Questions: Confidence Intervals: General Framework
5 questions to test your understanding
Score: 0 / 5
Question 1 Multiple Choice
A researcher reports: 'The 95% confidence interval for the average daily step count is [7,200, 8,400].' Which interpretation is correct?
AThere is a 95% probability that the true population mean is between 7,200 and 8,400
B95% of individuals in the population take between 7,200 and 8,400 steps per day
CIf this study were repeated many times, 95% of the resulting intervals would contain the true population mean
DThe sample mean has a 95% chance of lying between 7,200 and 8,400
The correct interpretation describes the long-run performance of the procedure, not a probability about this specific interval. The parameter (true mean) is a fixed number — it either is or isn't in [7,200, 8,400]. We can't assign it a probability post-hoc. The 95% refers to what would happen across many repetitions of the study: 95% of intervals constructed this way would contain the true mean.
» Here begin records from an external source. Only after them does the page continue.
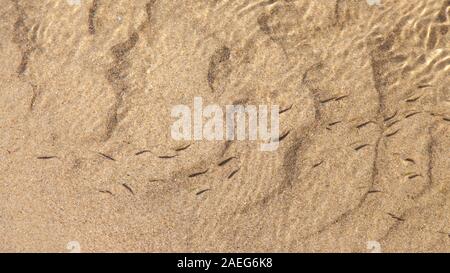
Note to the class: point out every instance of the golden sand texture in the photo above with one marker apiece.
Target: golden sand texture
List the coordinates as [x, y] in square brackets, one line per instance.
[86, 152]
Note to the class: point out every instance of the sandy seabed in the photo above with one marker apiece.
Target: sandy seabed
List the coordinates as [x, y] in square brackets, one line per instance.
[87, 158]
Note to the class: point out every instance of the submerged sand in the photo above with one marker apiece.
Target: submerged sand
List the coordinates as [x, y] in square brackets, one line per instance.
[86, 154]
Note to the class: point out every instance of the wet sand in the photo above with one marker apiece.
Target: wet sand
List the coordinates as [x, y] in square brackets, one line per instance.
[86, 151]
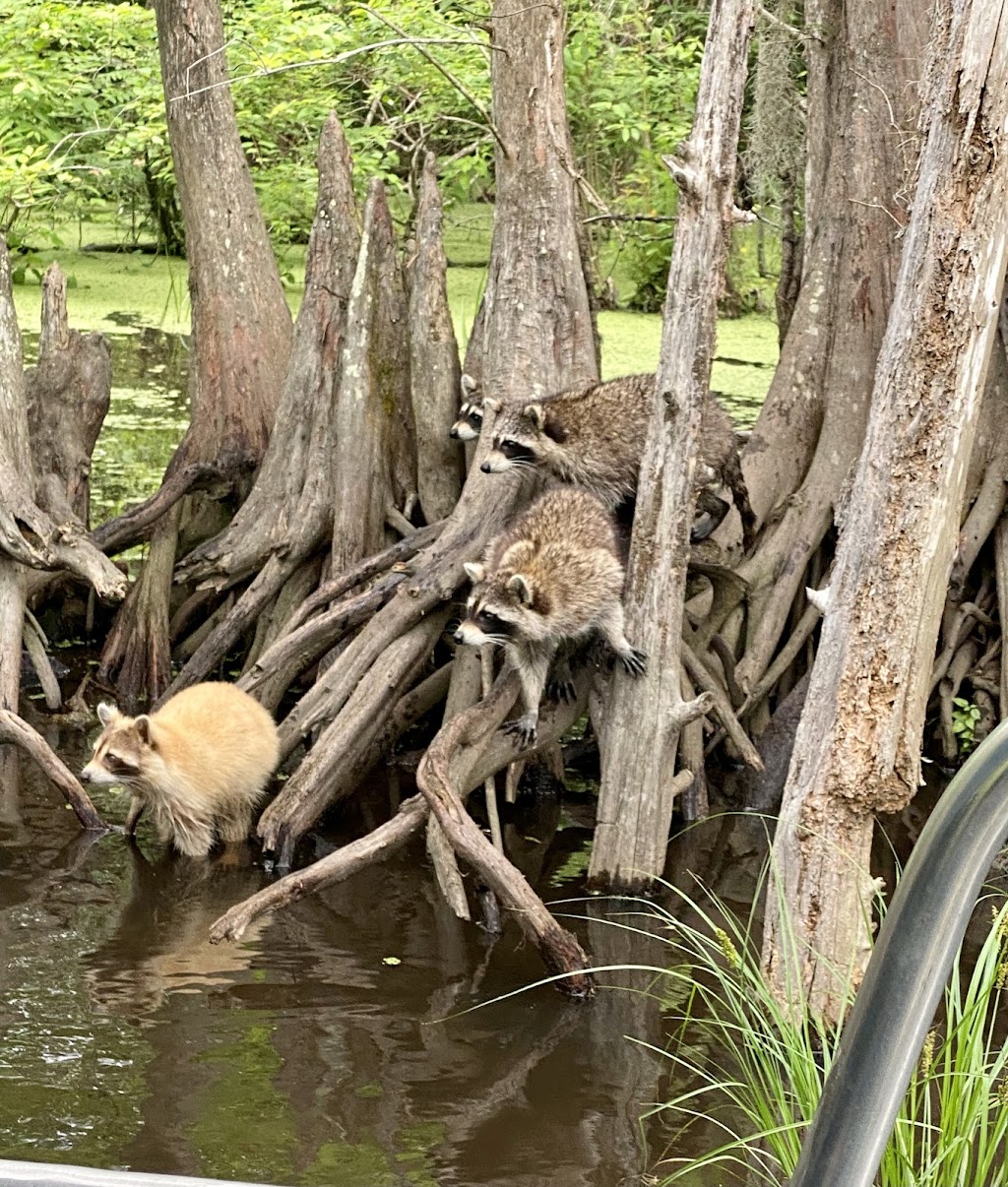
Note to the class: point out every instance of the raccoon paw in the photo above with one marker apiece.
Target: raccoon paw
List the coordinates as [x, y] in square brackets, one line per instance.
[525, 727]
[634, 662]
[562, 691]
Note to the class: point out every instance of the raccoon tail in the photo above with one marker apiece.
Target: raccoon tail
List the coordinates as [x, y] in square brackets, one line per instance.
[740, 494]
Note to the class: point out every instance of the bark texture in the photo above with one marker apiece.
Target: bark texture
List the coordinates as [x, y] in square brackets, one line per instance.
[535, 269]
[289, 508]
[857, 749]
[29, 534]
[288, 512]
[374, 459]
[644, 718]
[536, 336]
[241, 326]
[861, 151]
[435, 373]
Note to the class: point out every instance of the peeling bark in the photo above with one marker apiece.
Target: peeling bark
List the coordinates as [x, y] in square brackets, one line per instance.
[374, 459]
[857, 749]
[435, 373]
[637, 789]
[68, 397]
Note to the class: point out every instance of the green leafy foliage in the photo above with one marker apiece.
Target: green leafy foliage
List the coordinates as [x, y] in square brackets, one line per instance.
[966, 718]
[750, 1071]
[84, 134]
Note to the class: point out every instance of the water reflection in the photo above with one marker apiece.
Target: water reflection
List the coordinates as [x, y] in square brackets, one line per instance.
[299, 1055]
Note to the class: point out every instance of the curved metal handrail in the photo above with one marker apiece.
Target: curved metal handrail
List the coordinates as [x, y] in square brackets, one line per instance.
[908, 972]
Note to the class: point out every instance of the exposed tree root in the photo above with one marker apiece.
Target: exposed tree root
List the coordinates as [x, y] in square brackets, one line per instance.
[444, 777]
[17, 730]
[485, 750]
[136, 523]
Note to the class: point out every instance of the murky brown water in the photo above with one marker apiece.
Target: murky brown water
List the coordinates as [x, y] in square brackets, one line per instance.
[300, 1055]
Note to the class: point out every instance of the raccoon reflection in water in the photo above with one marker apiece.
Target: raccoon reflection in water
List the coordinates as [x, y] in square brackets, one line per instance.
[552, 576]
[200, 764]
[594, 436]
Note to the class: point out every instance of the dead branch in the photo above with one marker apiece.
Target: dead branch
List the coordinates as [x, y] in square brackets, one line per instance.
[17, 730]
[443, 778]
[722, 707]
[393, 557]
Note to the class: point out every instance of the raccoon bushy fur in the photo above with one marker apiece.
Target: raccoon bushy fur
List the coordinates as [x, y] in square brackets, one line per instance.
[200, 764]
[471, 412]
[594, 436]
[552, 576]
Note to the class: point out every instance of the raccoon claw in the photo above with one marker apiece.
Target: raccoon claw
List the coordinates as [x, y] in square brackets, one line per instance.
[562, 691]
[634, 662]
[524, 729]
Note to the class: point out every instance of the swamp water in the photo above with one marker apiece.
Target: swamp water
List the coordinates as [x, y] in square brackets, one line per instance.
[329, 1046]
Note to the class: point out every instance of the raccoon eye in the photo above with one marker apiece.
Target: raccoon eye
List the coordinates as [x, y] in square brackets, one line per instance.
[491, 623]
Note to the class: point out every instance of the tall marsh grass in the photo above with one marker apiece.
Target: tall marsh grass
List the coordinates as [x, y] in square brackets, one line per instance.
[753, 1072]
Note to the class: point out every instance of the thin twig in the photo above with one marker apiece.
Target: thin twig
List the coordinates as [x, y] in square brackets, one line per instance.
[419, 44]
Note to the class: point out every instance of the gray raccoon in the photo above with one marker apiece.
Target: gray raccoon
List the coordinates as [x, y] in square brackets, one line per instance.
[594, 436]
[552, 576]
[471, 412]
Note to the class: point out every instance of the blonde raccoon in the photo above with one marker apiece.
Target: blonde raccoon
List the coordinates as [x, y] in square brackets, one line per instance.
[552, 576]
[471, 412]
[200, 764]
[594, 436]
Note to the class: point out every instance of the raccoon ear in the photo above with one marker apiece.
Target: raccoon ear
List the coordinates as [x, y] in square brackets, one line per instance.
[522, 587]
[535, 413]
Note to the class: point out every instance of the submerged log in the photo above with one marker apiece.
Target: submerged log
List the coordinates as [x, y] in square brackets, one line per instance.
[445, 774]
[375, 456]
[18, 731]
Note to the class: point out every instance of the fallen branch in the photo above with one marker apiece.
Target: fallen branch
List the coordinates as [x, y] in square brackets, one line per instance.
[336, 587]
[443, 778]
[133, 525]
[17, 730]
[493, 753]
[722, 707]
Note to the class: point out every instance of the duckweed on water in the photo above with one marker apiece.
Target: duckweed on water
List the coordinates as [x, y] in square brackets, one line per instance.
[142, 303]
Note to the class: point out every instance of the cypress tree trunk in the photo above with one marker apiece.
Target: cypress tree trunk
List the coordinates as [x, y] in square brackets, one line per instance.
[857, 749]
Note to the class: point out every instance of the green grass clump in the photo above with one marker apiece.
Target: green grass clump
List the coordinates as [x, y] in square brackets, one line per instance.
[754, 1070]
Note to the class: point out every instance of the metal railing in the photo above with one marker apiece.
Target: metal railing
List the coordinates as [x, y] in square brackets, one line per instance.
[908, 972]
Option A is the most common wrong interpretation and is subtly but fundamentally incorrect.
Question 2 Multiple Choice
A researcher wants a narrower confidence interval without reducing the confidence level from 95%. Which change achieves this?
AUse a higher critical value (e.g., z = 2.33 instead of 1.96)
BIncrease the sample size
CDecrease the confidence level to 90% while keeping interpretation the same
DReport the interval in different units to make it appear narrower
The interval width is estimate ± critical_value × SE, where SE = σ/√n. Increasing sample size n decreases SE proportionally, directly narrowing the interval. The confidence level controls the critical value — increasing it to 99% widens the interval. The population variability σ is fixed and outside the researcher's control. Larger sample size is the only practical lever for achieving both high confidence and narrow intervals simultaneously.
Question 3 True / False
Once a specific confidence interval has been calculated — say [2.1, 3.4] — it is correct to say there is a 95% probability that the true population mean lies within that interval.
TTrue
FFalse
Answer: False
After the interval is computed, there is no randomness left to assign probability to. The true mean μ is a fixed constant; [2.1, 3.4] is a fixed interval. Either μ ∈ [2.1, 3.4] or μ ∉ [2.1, 3.4] — the probability is 1 or 0, not 0.95. The 95% describes the procedure: before sampling, the probability that the (random) interval will cover μ is 95%. Once you observe the specific interval, the probabilistic statement no longer applies to it. This distinction is subtle but fundamental to frequentist inference.
Question 4 True / False
A 99% confidence interval is always wider than a 95% confidence interval computed from the same data, all else being equal.
TTrue
FFalse
Answer: True
Higher confidence requires a larger critical value. For a 95% CI, z = 1.96; for a 99% CI, z = 2.576. The interval is estimate ± critical_value × SE, so a larger critical value produces a wider interval from the same data. This reflects the fundamental tradeoff: to be more confident of capturing the parameter, you must sacrifice precision (narrowness). There is no way to increase confidence without widening the interval, short of collecting more data.
Question 5 Short Answer
Explain why it is incorrect to say 'there is a 95% probability that μ lies in [2.1, 3.4]' once a specific interval has been computed from a sample.
Think about your answer, then reveal below.
Model answer: The parameter μ is a fixed (though unknown) constant — it does not have a probability distribution under frequentist statistics. The specific interval [2.1, 3.4] is also fixed once computed. Either μ is in the interval or it isn't. The 95% describes the sampling procedure: before collecting data, 95% of all intervals the procedure could generate would contain μ. Once a specific interval is realized, that probabilistic statement applies to the method, not to the particular interval.
The confusion arises from treating a fixed unknown parameter as random. In frequentist statistics, probability applies to the behavior of estimators and intervals across repeated sampling — not to fixed but unknown quantities. The correct framing is: 'This interval was produced by a method that works 95% of the time.' Not: 'This particular interval has a 95% chance of being correct.' Bayesian credible intervals do allow direct probability statements about parameters, but they require a prior distribution and answer a different question.